Halloween is approaching, and the pumpkins at the Farmers’ Market are one of a kind. Ted’s Greenhouse, of Tinley Park sells enormous pumpkins — some of them white and yellow — and odd-shaped gourds. “Those are for a giant pumpkin contest the Cook County Farm Bureau holds every year in Homer Glenn,” says Dan Biernacki, son of the original ‘Ted.’ “This year’s winner was 298 pounds. It’s a cult thing,” he laughs. Biernacki says he grows his monster pumpkins and unusual gourds on a greenhouse compost heap, “stuff goes crazy on it.” In case you’re wondering, farmers use a “pumpkin blanket” with reinforced handles to move the gargantuan gourds.

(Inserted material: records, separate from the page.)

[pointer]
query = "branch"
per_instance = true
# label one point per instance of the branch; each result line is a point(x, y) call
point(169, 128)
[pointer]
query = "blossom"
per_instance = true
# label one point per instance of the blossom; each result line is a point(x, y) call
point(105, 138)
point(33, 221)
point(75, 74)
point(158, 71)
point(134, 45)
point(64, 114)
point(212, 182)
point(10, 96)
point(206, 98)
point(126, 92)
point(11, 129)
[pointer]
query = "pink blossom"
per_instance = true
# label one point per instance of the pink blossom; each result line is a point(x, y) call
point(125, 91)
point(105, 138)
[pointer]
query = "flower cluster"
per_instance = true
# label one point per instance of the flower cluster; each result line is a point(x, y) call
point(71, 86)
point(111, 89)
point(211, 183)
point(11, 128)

Ted’s sells indoor and outdoor plants at the market. “We grow about 60,000 herbs every year,” says Biernacki. Shoppers snap up unicorn chives, purple sage, Roman chamomile, spearmint, cilantro and mindboggling varieties of basil. Purplish potted millet plants, tower like corn stalks over the Ted’s display. “Millet is a grain,” says Biernacki. “It’s ornamental. Finches will come and eat the millet seeds.”

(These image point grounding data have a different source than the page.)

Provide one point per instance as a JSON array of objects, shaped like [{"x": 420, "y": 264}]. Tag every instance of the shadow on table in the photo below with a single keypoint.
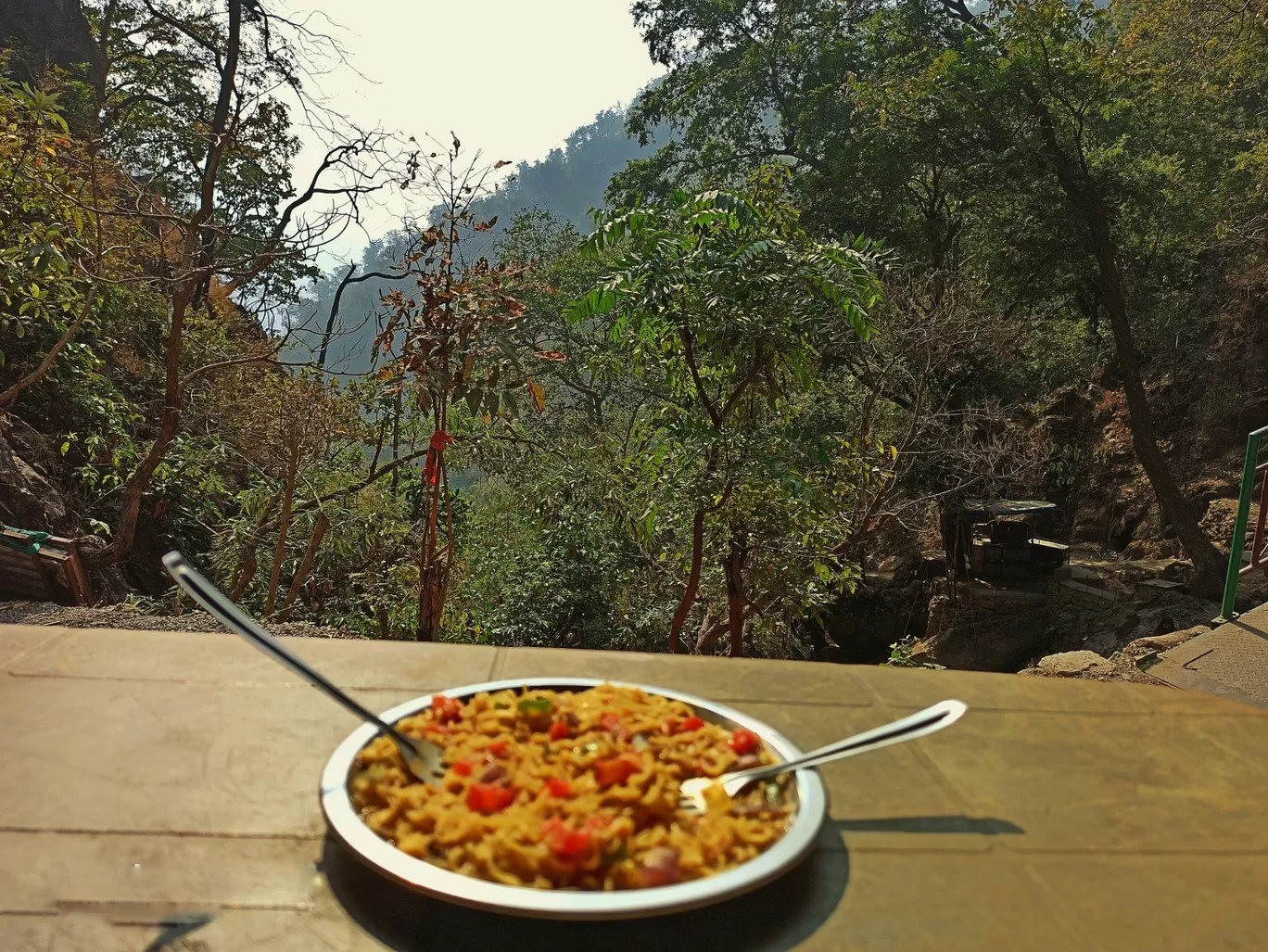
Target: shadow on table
[
  {"x": 926, "y": 824},
  {"x": 780, "y": 916}
]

Ted’s also specializes in landscaping plants – which right now include mums in yellow, purple, maroon, orange and red. Landscapers also work with “ornamental edibles” like purple-and-sage colored cabbages, Swiss chard, mustard, red kale and dinosaur kale. You may have seen some of Ted’s landscaping flora in planters on Chicago’s Magnificent Mile or State Street.
Ted’s also works with the Cook County Jail, running a greenhouse program for inmates, some of whom can receive their Master Gardener’s certificates. “It’s educational. So many people have so little experience with living things,” says Biernacki.

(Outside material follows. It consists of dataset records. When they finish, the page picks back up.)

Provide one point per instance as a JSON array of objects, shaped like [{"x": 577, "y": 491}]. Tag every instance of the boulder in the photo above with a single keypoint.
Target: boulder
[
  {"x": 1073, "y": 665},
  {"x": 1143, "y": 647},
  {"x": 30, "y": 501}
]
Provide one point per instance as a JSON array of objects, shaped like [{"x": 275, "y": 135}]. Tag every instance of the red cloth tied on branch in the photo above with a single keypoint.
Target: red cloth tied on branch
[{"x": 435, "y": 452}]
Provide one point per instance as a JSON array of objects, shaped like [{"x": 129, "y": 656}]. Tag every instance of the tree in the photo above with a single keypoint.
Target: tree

In the eastern corner of the market, Wettstein Organic Farms of Carlock, Ill. sell organic meats. Animals are “taken to a USDA Organic Federally Inspected locker plant” for processing, according to farmer Emily Wettstein. The Wettsteins raise grass-fed beef, pork, duck, turkey and pasture-based chicken. Philip Stoller, cousin, shows a reporter photos of moveable chicken coops in a pasture. They keep birds safe from “skunks, raccoons and red tail hawks,” he says. “The pigs [on the Wettstein farm] are dirt-hogs. They get all the mud they need to be happy.” The Wettsteins also sell free-range eggs. “In the peak of the season we sell 180 dozen eggs every week,” says Stoller.
The weather is heating up and the second-to-the last Farmers’ Market Saturday is turning into a glorious day. A crossing guard shuttles a father and two toddlers south across Lake Street — the family stroller is now occupied by three large pumpkins. On the sidewalk, Illinois State Representative Camille Lilly greets shoppers and asks them to sign the petition to get on the ballot. “Have a blessed day,” she says. And the bluegrass band strikes up “Boys of Blue Hill.”